Une interne en médecine de 25 ans, «hautaine et et désagréable», la reçoit (NDLR, Pas de nom ?). «Alors que je tenais à peine debout, elle m’a pris pour une douillette bourgeoise dramatique». Pire, l’étudiante en médecine refuse de prendre en considération la lettre du médecin, décrète aux belles-soeurs de Priscilla Dray que cette dernière doit «juste mal vivre psychologiquement son IVG».

Puis, en voyant un peu plus tard son doigt gonflé, lâche : «Elle a dû se cogner». En réalité, la mère de famille se dirige droit vers la mort. La bactérie streptocoque pyogène de type A, nommée «bactérie mangeuse de chair», a commencé à ronger ses pieds et ses mains de l’intérieur.

Finalement, l’extrême gravité de la situation est diagnostiquée par un médecin. Choc septique. La femme tombe dans le coma, son mari s’entend dire qu’elle n’a que 5% de chances de survivre. Priscilla Dray s’en sort… amputée des quatre membres, «massacrée», comme elle dit. «Avant de mettre les pieds au CHU de Bordeaux, j’étais une jeune femme très dynamique et féminine, se souvient-elle. Tout d’un coup j’étais en fauteuil, handicapée, au milieu de graves accidentés de la route et de personnes âgées. Tout ça, à cause d’une erreur médicale (NDLR, Mais pas d’erreur morale ?)

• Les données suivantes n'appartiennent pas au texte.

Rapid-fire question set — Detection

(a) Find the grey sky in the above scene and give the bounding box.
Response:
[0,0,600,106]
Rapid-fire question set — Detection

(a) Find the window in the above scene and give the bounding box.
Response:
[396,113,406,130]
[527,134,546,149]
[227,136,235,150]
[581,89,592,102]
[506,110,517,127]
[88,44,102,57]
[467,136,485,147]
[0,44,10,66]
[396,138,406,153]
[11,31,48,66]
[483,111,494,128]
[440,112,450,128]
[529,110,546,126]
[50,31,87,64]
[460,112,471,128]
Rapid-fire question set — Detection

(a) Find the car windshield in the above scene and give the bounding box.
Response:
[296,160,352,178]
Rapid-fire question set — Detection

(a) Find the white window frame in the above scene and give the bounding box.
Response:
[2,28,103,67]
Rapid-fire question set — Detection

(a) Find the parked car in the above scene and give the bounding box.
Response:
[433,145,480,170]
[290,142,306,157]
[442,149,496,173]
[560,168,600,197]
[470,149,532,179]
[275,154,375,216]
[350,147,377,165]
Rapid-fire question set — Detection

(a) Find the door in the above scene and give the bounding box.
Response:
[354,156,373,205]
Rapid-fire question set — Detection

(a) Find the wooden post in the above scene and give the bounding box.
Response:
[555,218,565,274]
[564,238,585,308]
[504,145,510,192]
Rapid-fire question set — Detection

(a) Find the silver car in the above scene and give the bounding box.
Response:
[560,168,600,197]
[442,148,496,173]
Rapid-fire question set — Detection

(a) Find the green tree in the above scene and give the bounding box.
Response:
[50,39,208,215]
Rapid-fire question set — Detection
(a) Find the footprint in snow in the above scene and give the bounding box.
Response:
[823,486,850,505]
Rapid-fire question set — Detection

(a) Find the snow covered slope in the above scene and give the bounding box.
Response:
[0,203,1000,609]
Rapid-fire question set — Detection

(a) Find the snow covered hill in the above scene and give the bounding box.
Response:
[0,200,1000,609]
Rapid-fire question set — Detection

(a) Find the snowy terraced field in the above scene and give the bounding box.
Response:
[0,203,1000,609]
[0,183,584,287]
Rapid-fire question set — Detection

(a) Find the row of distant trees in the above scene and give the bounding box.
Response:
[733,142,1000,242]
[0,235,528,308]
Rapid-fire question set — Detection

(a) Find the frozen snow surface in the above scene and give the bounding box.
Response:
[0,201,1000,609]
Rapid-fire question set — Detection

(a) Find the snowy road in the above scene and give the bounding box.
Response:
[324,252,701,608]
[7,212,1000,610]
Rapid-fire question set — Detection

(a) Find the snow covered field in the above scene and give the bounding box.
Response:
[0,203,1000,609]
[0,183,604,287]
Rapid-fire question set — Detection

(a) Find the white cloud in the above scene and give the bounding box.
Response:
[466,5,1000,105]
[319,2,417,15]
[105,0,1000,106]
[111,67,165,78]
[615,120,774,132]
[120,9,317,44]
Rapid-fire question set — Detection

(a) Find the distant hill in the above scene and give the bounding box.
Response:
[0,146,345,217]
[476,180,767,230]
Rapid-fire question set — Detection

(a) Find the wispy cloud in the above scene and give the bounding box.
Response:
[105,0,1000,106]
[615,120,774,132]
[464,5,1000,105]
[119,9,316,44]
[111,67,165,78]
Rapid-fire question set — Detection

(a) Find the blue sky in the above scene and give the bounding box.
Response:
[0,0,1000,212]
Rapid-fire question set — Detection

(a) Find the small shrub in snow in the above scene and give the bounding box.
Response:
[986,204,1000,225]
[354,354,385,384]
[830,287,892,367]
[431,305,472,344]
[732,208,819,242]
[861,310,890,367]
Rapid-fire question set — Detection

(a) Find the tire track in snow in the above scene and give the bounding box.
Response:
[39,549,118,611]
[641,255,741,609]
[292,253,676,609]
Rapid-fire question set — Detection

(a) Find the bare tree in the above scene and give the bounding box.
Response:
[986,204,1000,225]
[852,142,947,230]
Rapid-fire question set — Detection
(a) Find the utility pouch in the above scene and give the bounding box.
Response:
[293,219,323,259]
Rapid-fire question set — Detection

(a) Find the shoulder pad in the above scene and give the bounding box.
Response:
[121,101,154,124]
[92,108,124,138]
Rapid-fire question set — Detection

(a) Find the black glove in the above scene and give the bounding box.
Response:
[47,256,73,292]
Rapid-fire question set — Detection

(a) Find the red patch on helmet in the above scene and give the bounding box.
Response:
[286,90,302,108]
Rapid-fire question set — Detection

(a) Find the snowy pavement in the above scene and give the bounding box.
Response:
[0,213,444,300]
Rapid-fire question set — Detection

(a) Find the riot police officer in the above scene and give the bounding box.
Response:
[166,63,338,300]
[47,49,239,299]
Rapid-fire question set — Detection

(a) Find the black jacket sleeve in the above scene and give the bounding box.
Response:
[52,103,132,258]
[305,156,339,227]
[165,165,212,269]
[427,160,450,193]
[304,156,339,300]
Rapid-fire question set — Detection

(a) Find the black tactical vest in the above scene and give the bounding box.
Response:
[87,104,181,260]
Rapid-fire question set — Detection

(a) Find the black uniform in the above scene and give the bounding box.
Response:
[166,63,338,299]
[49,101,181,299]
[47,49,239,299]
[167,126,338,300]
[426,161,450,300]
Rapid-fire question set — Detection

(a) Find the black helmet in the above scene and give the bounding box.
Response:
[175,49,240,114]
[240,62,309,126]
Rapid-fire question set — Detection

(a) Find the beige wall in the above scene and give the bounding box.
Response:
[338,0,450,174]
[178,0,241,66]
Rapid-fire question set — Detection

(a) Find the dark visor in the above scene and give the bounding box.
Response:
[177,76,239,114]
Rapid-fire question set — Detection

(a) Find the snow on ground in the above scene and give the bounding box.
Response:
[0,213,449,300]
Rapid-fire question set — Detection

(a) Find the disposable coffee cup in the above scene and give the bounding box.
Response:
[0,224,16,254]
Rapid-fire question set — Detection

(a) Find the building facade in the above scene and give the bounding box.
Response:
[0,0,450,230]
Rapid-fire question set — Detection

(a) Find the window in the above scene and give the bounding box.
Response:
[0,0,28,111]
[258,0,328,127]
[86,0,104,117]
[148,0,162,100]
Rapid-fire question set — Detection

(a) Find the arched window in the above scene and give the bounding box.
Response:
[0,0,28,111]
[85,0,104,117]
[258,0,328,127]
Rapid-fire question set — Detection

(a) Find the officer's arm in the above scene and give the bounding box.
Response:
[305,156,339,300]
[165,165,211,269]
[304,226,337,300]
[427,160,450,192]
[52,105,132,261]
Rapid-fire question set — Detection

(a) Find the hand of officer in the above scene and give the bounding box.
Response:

Greffe des mains et justice

Aujourd’hui, la quadragénaire se bat pour retrouver une vie la plus normale possible malgré son état. Son espoir : se faire greffer des mains à Philadephie, aux Etats-Unis, puisqu’on n’en fait plus en France… faute de budget et de réglementation favorable. Un comble pour un pays pionnier en la matière.

Déterminée et dotée d’un courage exceptionnel (?), Priscilla Dray se bat sur tous les fronts, notamment sur celui de la justice. Elle réclame réparation. «J’aimerais vraiment voir le médecin du CHU de Bordeaux, celui qui ne m’a pas prescrit les trois petits grammes d’antibiotiques qui auraient changé ma vie, derrière les barreaux, confie-t-elle. Même si je n’y crois pas trop. Là encore, notre système est mal fait. En France, les médecins ne sont pas juridiquement responsables de leurs erreurs. Et les internes encore moins. Pourtant, le médecin qui ne s’est même pas déplacé et qui a refusé à distance de me prescrire les antibiotiques dont j’avais besoin est un criminel (?)